J'ai été encore plus ému par les histoires moins connues des personnes qui ont veillé sur les malades jusqu'à la fin, qui ont appelé les parents qui ignoraient que leurs fils étaient gay. J'ai été réellement bouleversé par Ia manière dont cette épidémie a animé les cœurs et les âmes d'une communauté, d'une communauté dédiée à la mode, qui était une communauté avant de devenir une industrie. Et je crois que ce qui m'a surtout frappé, c'est cette envie de continuer à faire la fête. Simon Doonan l'a très bien dit. Malgré cet horrible fléau, tout le monde était à son niveau de créativité le plus élevé. La mort était tellement omniprésente, si imminente, que les personnes queer se sont mises au travail et ne se sont jamais montré aussi brillantes. C'est littéralement cela, le testament de l'esprit queer. Et nous devons transmettre cet héritage au monde. C'est un cadeau que nous continuons d'offrir au monde.

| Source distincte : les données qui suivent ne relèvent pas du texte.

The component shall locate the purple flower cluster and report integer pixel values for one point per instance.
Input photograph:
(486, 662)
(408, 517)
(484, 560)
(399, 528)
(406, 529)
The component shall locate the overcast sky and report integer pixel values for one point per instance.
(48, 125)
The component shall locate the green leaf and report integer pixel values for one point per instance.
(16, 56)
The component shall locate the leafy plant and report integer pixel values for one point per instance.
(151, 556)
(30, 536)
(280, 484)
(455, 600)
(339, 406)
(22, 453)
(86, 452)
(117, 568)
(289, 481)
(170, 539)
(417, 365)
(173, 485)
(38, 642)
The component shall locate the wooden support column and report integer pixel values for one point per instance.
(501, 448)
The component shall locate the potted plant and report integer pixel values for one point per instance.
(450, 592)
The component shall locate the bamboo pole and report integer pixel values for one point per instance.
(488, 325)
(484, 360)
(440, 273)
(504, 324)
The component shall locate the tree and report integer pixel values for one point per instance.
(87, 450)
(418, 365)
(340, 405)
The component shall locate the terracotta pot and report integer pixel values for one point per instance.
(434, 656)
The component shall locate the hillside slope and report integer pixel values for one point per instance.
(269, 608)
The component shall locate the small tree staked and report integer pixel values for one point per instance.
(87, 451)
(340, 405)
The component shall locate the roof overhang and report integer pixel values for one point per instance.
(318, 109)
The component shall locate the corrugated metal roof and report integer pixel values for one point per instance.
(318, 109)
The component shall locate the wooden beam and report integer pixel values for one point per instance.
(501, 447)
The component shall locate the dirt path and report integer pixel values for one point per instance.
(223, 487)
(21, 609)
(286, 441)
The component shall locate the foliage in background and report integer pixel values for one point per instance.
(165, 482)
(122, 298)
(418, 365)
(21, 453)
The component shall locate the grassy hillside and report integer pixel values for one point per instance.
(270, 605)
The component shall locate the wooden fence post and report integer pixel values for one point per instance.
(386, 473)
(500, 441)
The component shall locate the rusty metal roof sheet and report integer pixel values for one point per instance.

Parfois, le monde semble nous cracher au visage, mais nous transformons ce crachat en paillettes à chaque fois, vous comprenez ? J'ai aimé compiler cette histoire, parler à tout le monde, m'occuper du manuscrit. Je dois dire que mon ami Dan Levy, le créateur de la série Schitt’s Creek, m'a aidé à le condenser, et à relier de manière cohérente les différentes parties, ce que j'ai beaucoup apprécié parce qu'il a de vrais talents de conteur. Et puis, bien sûr, il y a l'équipe formidable de Vogue qui a publié le dossier et l'a transformé en une merveilleuse expérience. Cela a été l'une des aventures majeures de ma carrière.